Search code examples
hadoophdfsbigdataceph

Invalid URI for NameNode address, s3a is not of schema 'hdfs'


I'm doing something about replacing HDFS with Ceph in hadoop environment (yarn), according to my research, the guideline from hortonworks and Replace HDFS form local disk to s3 getting error shows me that I need to modify core-site.xml under $hadoop_home/etc/hadoop.
My modification is like below:

<property>
        <name>fs.s3a.access.key</name>
        <value>xxxxxxxxxxxxxx</value>
</property>
<property>
        <name>fs.s3a.secret.key</name>
        <value>xxxxxxxxxxxxx</value>
</property>
<property>
        <name>fs.default.name</name>
        <value>s3a://bucket_name</value>
</property>

<property>
        <name>fs.defaultFS</name>
        <value>s3a://bucket_name</value>
</property>
<property>
        <name>fs.s3a.endpoint</name>
        <value>http://x.x.x.x:xxxx</value>
</property>
<property>
        <name>fs.AbstractFileSystem.s3a.imp</name>
        <value>org.apache.hadoop.fs.s3a.S3A</value>
</property>

However, when I tried to start the hadoop by sbin/start-all.sh, I got error like below,

java.lang.IllegalArgumentException: Invalid URI for NameNode address (check fs.defaultFS): s3a://bucket_name is not of scheme 'hdfs'.

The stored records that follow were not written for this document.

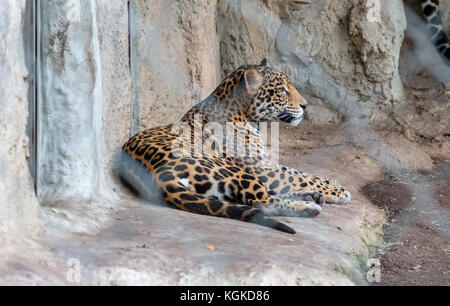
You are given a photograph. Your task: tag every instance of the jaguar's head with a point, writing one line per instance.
(273, 95)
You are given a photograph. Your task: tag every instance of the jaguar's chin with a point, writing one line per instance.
(292, 119)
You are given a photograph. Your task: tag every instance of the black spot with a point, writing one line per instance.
(166, 176)
(263, 179)
(222, 187)
(234, 169)
(225, 172)
(173, 189)
(428, 10)
(275, 184)
(189, 197)
(200, 178)
(141, 149)
(248, 177)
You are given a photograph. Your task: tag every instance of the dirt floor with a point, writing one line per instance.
(416, 248)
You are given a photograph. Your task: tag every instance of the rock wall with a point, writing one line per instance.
(112, 68)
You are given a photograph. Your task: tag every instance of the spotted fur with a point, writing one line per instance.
(241, 183)
(431, 13)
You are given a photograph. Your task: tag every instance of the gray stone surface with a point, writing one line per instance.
(18, 204)
(157, 245)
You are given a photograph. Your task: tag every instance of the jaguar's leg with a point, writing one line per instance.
(286, 182)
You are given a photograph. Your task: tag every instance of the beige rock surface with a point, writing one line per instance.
(110, 69)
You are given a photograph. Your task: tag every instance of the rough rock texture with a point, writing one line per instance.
(157, 245)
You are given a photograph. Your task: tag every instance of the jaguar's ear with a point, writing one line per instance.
(253, 80)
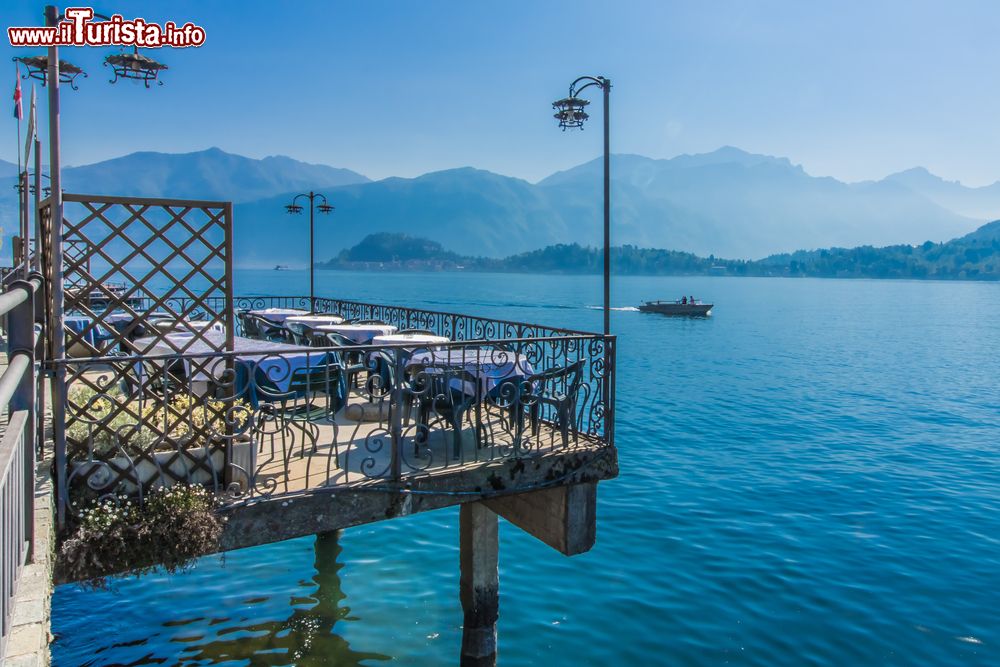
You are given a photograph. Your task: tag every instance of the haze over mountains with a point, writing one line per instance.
(727, 203)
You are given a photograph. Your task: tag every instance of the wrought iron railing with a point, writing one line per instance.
(457, 326)
(259, 424)
(18, 384)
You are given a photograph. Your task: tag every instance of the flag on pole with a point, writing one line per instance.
(18, 113)
(32, 124)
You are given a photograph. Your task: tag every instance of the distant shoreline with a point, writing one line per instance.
(403, 270)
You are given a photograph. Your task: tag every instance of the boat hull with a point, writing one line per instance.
(682, 309)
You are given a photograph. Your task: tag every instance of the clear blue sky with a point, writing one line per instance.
(853, 90)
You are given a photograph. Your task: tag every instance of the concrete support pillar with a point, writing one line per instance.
(480, 584)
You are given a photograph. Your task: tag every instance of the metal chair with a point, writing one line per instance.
(301, 333)
(557, 388)
(247, 325)
(450, 392)
(353, 361)
(268, 330)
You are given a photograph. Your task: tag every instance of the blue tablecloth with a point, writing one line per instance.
(272, 362)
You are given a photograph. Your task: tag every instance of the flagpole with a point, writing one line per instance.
(21, 178)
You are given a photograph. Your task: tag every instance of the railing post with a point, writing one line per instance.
(398, 399)
(21, 341)
(608, 389)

For your information, my hadoop version is 3.2.0.

Thanks for your help in advance.


Solution

  • After digging into hadoop source code, I think this exception should be thrown.

    The code below can't be skipped when you're trying to invoke sbin/start-all.sh.

      /**
       * @return address of file system
       */
      public static InetSocketAddress getNNAddress(URI filesystemURI) {
        String authority = filesystemURI.getAuthority();
        if (authority == null) {
          throw new IllegalArgumentException(String.format(
              "Invalid URI for NameNode address (check %s): %s has no authority.",
              FileSystem.FS_DEFAULT_NAME_KEY, filesystemURI.toString()));
        }
        if (!HdfsConstants.HDFS_URI_SCHEME.equalsIgnoreCase(
            filesystemURI.getScheme())) {
          throw new IllegalArgumentException(String.format(
              "Invalid URI for NameNode address (check %s): " +
              "%s is not of scheme '%s'.", FileSystem.FS_DEFAULT_NAME_KEY,
              filesystemURI.toString(), HdfsConstants.HDFS_URI_SCHEME));
        }
        return getNNAddress(authority);
      }
    

    I don't need to start namenode and secondarynamenode since I use ceph as my backend storage system. The ceph itself can manage its so-called datanode by its driver.

    Keep the thread here for anyone who might have same concern and welcome any comment about my understanding.